Two British designers, David Giles and Nigel Gee, are at the heart of a revolution in the design of high-speed container ships. A new generation of high- speed vessels is needed because although shipping goods by sea costs about a tenth of the price for air transport, it is very much slower.

But aircraft can carry only a small fraction of a container ship’s payload, says Giles, who is technical director and chief designer at FastShip Inc in Philadelphia. He adds that delays on land mean that it can still take up to a week for air freight to be transported across the Atlantic.

Giles is the inventor of the FastShip concept, one of a number of designs which use novel propulsion systems and hulls to speed up freight transport by sea.
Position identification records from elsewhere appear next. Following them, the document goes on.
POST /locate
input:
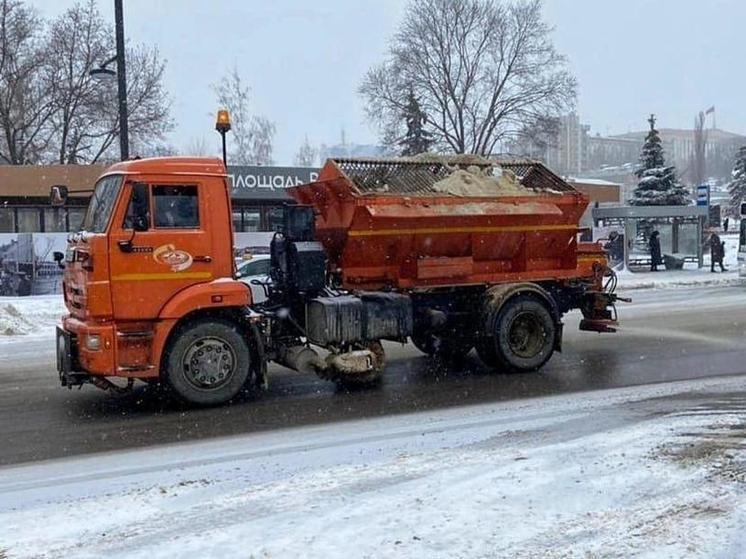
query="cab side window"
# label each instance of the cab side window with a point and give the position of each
(138, 209)
(176, 206)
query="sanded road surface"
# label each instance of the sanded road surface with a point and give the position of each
(666, 335)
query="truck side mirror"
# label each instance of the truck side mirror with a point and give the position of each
(58, 195)
(58, 257)
(140, 207)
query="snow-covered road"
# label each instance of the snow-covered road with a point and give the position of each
(653, 471)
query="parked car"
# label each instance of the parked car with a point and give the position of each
(252, 271)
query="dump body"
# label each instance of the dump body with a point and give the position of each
(392, 224)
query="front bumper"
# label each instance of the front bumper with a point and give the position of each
(76, 363)
(68, 364)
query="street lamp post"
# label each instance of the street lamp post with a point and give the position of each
(124, 146)
(103, 71)
(223, 125)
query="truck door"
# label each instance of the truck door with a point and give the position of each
(160, 248)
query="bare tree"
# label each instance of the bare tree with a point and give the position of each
(81, 41)
(480, 69)
(307, 154)
(262, 140)
(698, 164)
(51, 110)
(27, 100)
(198, 147)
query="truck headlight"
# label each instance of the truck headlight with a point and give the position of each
(93, 342)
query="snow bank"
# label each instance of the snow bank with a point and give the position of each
(29, 316)
(622, 473)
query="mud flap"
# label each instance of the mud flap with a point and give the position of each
(558, 337)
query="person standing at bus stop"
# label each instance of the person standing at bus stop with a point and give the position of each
(655, 251)
(717, 252)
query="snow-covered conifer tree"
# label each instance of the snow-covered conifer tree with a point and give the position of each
(657, 185)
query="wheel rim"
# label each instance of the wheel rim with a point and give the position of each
(526, 335)
(209, 363)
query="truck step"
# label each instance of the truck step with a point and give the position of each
(132, 335)
(134, 368)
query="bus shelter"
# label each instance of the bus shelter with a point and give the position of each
(681, 230)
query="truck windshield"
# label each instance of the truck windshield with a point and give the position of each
(101, 205)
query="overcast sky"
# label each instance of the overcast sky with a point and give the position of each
(304, 60)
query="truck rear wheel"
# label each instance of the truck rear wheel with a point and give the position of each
(520, 335)
(439, 346)
(207, 363)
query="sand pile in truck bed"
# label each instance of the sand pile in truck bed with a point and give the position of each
(482, 181)
(474, 176)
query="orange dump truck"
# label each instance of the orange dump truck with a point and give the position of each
(453, 254)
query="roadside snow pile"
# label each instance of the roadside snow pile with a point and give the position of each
(652, 471)
(29, 316)
(678, 278)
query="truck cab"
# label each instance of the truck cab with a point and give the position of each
(151, 257)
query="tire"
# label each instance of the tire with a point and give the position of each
(208, 362)
(369, 379)
(523, 334)
(437, 346)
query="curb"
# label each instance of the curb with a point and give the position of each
(731, 282)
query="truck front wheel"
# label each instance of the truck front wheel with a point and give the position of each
(207, 362)
(521, 335)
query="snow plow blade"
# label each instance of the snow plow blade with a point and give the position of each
(602, 325)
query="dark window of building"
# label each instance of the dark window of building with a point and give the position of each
(29, 220)
(75, 218)
(176, 206)
(251, 219)
(7, 220)
(55, 220)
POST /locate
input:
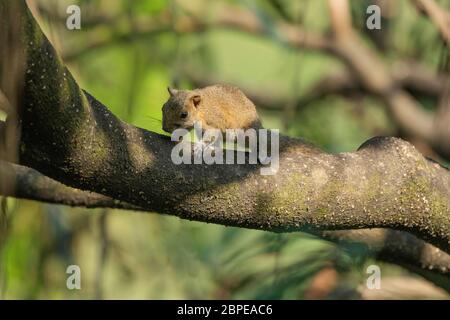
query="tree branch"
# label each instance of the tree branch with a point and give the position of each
(26, 183)
(439, 16)
(72, 138)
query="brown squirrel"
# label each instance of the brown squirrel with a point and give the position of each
(219, 107)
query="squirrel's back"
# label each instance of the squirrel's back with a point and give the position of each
(227, 107)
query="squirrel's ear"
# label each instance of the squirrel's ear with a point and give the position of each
(196, 100)
(172, 91)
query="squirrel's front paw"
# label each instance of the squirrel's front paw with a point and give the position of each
(198, 149)
(202, 146)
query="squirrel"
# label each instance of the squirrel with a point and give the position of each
(217, 107)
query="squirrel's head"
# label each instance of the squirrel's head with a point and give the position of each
(180, 110)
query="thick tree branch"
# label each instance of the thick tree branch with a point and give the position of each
(388, 245)
(439, 16)
(73, 138)
(26, 183)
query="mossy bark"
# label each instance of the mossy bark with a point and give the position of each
(71, 137)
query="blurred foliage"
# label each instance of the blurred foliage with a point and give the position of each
(161, 257)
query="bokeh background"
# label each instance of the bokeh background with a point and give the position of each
(126, 54)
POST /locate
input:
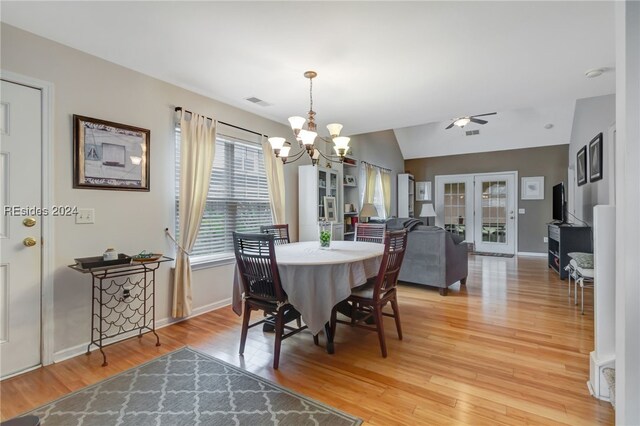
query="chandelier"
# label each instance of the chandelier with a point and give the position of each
(306, 137)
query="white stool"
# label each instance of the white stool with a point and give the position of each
(585, 279)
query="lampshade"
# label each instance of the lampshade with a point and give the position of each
(284, 151)
(427, 210)
(277, 143)
(297, 122)
(368, 210)
(461, 122)
(334, 129)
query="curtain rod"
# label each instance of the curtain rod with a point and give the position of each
(379, 167)
(222, 122)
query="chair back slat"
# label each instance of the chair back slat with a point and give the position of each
(280, 232)
(256, 259)
(370, 232)
(395, 245)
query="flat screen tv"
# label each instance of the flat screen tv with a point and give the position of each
(558, 203)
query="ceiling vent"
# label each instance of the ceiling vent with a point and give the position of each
(257, 101)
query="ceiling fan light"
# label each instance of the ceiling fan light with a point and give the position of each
(341, 142)
(334, 129)
(277, 142)
(461, 122)
(296, 123)
(307, 137)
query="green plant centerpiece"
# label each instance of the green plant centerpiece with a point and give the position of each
(324, 234)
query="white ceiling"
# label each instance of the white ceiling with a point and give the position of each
(381, 65)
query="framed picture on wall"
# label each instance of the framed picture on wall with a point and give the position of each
(109, 155)
(595, 158)
(532, 188)
(581, 166)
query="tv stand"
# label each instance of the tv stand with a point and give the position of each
(564, 239)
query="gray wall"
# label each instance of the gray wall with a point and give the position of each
(592, 116)
(549, 161)
(381, 149)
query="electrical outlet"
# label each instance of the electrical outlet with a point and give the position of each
(85, 216)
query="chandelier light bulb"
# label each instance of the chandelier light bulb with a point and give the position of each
(334, 129)
(342, 142)
(277, 142)
(307, 137)
(297, 123)
(461, 122)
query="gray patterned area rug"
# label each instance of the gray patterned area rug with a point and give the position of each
(187, 387)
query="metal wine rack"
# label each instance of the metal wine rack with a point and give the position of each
(123, 300)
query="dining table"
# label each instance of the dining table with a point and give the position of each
(317, 279)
Phenomena known as pressure drag and cavitation limit the speed of standard container ships with conventional hulls and diesel engine/screw propulsion. Giles has likened the situation to that faced by the aircraft industry in the 1950s. Aircraft experience a dramatic increase in drag as they approach the speed of sound; a new propulsion system the gas turbine and new wing designs were needed to overcome this.

Marine gas turbines and the waterjet a relative newcomer to the marine propulsion scene can overcome the limitations of existing container ships. Both are widely used in the new generation of fast passenger ferries.

Waterjets are ideal for high- speed marine propulsion because their efficiency increases with speed. Gas turbines, meanwhile, can provide enough power to drive large ships at high speed.

The FastShip concept combines gas turbines and waterjets with a semi-planing hull, which has a deep, V-shaped bow for cutting through waves. The stern is wide and shallow, with a concave, slightly hollow underwater profile.

The FastShip’s high speed over 45 knots (80km/h) compared with around 35km/h in most normal container ships is only one advantage. It is also highly stable and can maintain speed in bad weather. Waves of the type often encountered in the Atlantic in winter can slow down a conventional container ship by 20 30%, or 10km/h.

In spring, the FastShip design successfully completed a major structural design review by classification society Det Norske Veritas. Giles claims this ‘is as important as when the FAA approved the initial commercial design of the Boeing 707’, the most successful of the first generation of commercial jet aircraft.

FastShip Inc expects to place an order for the first vessel by the end of the year. If it does, a ship capable of transporting 1,400 containers could enter transatlantic service as early as 2000.

Meanwhile, Nigel Gee & Associates of Southampton has also developed a number of fast container ship designs. Although not as speedy as the FastShip, they offer shipowners significant advantages. Some designs are already on order for shipping line Norasia.

Several yards have also requested quotes for a faster, 55km/h design, which uses an innovative pentamaran hull.

Ultimately, says Gee, this hull could be used in a 65km/h design, which would be capable of carrying 1,500 containers.